"I have nothing to hide."

December 25th 2020 | ~ 3 minute read

Please don't say that.

I've brushed upon the topic of surveillance in one of my previous blog posts. This time I'll tackle the bigger picture, privacy.

As many times as I've tried to convince people internet surveillance isn't acceptable I've heard this lazy excuse. I call it lazy because that's just what it is. It fails to consider and outright rejects our fundamental right as human beings, the right to keep some aspects of our lives under wraps, for none to see. The argument is as simple as it is flawed. More often than not this line of thinking can be attributed to blissful ignorance. Most people aren't technology nerds, most people don't understand the underlying mechanisms that enable surveillance on a scale never seen in the history of mankind.

You may say you've got nothing to hide, but this is far from the truth. You probably wouldn't allow others unrestricted access to your private messages, so why do you allow your data to be taken without your consent? And you didn't consent, none of us did, no matter how many shady EULAs you've clicked "agree" on. You didn't agree to have your data taken from you and sold to advertisers for obscene amounts of money.
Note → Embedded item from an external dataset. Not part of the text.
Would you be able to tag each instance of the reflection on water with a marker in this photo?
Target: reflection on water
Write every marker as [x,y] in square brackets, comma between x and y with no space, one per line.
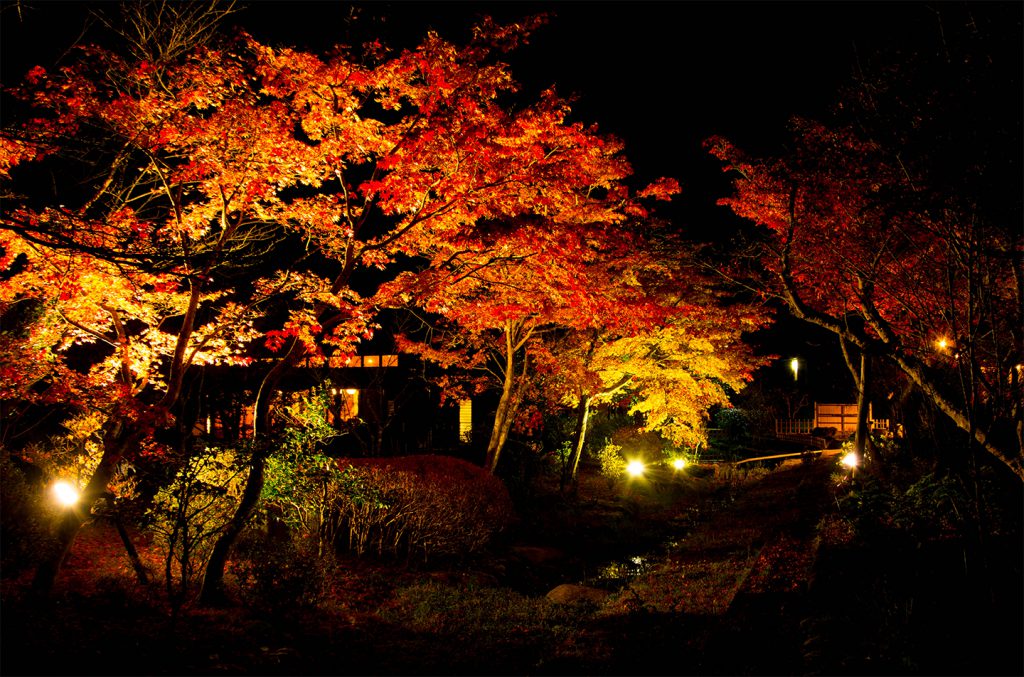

No, you wanted to talk to a friend or a loved one. And yet, legally, you sure as hell agreed. You've signed an unfair treaty, one that doesn't view you as a human, but as a data mine ready to be exploited for profit, just another commodity of the digital age. Because that's what human lives are in this Orwellian nightmare, commodities.

When you say you've got nothing to hide, do you truly understand what that implies? When you allow your face to be used with a hip new Snapchat or Messenger filter to train their AIs don't you think about the consequences? When you allow giant corporations to build complete profiles of your personality to target you with ads don't you get uneasy about just how accurate those profiles are? And for what? For superficial commodities like shirts and video games?

What can be abused will be abused. Most companies in the advertising business just collect data in the hopes that one day it'll be useful. Facebook and Google keep their data indefinitely, you can't request deletion. They're allowed to do this because we let them. We're told that surveillance is the price we pay for free content while that's literally the furthest thing from the truth. There are tons of successful companies that rely on ordinary "dumb" ads to generate profits. But the goal here isn't to generate enough profit to survive as a business, the goal is to generate as much profit as possible.

Your privacy is important, maybe the most important thing you own. Don't let these companies get away with identity theft. Make a stand, value your privacy. There are many things you can do to take back control.

Use a privacy respecting web browser, block third party cookies by default, install uBlock Origin and Privacy Badger, avoid websites that require personal information to interact with them (Such as your name or email address), use free and open source software that's transparent about what it does, the list goes on...

In conclusion, we need to say no to these companies that treat us like data mines and commodify every aspect of our lives. We've all got something to hide. Our privacy is our right, don't let anyone tell you otherwise!